Mi amadisima hermana, Montserrat, ha dedicado su vida entera al piano. Tuvo, durante su brillante carrera, el gran honor de contar como maestra a una de las mejores intérpretes de todos los tiempos, Alicia de Larrocha, una mujer de manos extraordinariamente cortas y de una sensibilidad y nervio a prueba de pianistas celestiales. Así pues, durante mi más tierna infancia, tuve el inmenso placer y la enorme consideración de poder observar aquel mueble tan extraño en plena ebullición de maravillosos sonidos; la caja de madera abría su hermético cajón y de sus teclas emergía un sonido paradisíaco que me embobaba y, a la par, sedaba, dulcemente, mi mente infantil y, más tarde, juvenil. Nunca jamás podré devolver a mi hermana, ni siquiera una parte, de aquella colosal felicidad que tuvo a bien regalarme.
En los ratos en que el instrumento quedaba libre, me fui atreviendo a sentarme (con almohadones que aumentaran mi presencia física), frente a aquel teclado misterioso e impactante con el ánimo inconsciente de intentar desprenderle algún tipo de resonancia lo más melódica posible; dentro de mis escasas posibilidades, claro. Poco a poco, no obstante, consegui arrancar de las teclas, sobretodo de las blancas que, para mi, eran mucho más sencillas, algun tipo de cadencia, de musicalidad e incluso, con el tiempo, me arriesgué a apañar algún más que discreto acorde. Alcancé, finalmente, a construir un par de melodías y conformarles un acorde en el que apoyarse. Aprendí violín y realicé la carrera de solfeo, aunque nunca estudie, teóricamente, ningún atisbo de piano.

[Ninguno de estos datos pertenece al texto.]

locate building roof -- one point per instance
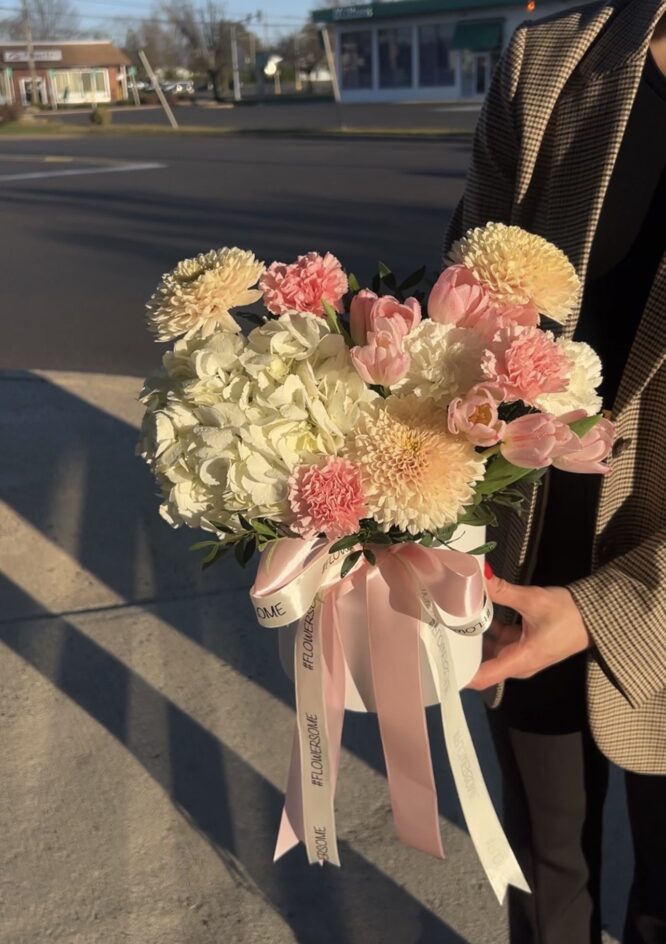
(63, 54)
(396, 8)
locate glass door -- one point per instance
(475, 73)
(481, 73)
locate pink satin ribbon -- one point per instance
(375, 613)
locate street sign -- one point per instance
(39, 55)
(353, 13)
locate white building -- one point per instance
(423, 50)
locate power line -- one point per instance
(122, 18)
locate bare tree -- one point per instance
(50, 19)
(54, 19)
(207, 35)
(163, 44)
(304, 49)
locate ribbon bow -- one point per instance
(379, 615)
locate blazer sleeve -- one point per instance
(623, 605)
(491, 179)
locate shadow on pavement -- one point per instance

Llegados al punto sesenta y ocho de mi vida (un punto ya lejano de aquellos pinitos de persona) sigo experimentando un descomunal placer cada vez que, a menudo, me siento en la banqueta aterciopelada e interpreto (a mi manera, claro; manera discutible, no faltaría más,,,), piezas de todo tipo que serenan mi ánimo, me reconfortan el oído y me procuran una satisfacción irrepetible según mi propio concepto de goce humano. Advierto las yemas de mis dedos resbalar por la superficie irregular del teclado -fiel ejecutor de los choques contra las distintas cuerdas que se alojan en las tripas del instrumento- y constato que los sonidos que llenan la estancia me ofrecen, quizás involuntariamente, flores frescas y perfumadas que regalan mis oídos. O a mi me lo parece.
Quiero tanto a mi piano -mi primer juguete infantil- que lloraría desconsoladamente, si un día tomara, mi piano, la firme decisión de marcharse de mi casa, cansado de tanta discordancia senil y en busca de unas manos más ligeras y expertas que supieran sacarle a él una infinidad de notas que elevaran el placer de otras personas que rodearan el instrumento.
Piano: ¡no me dejes, por favor! ¡te quiero!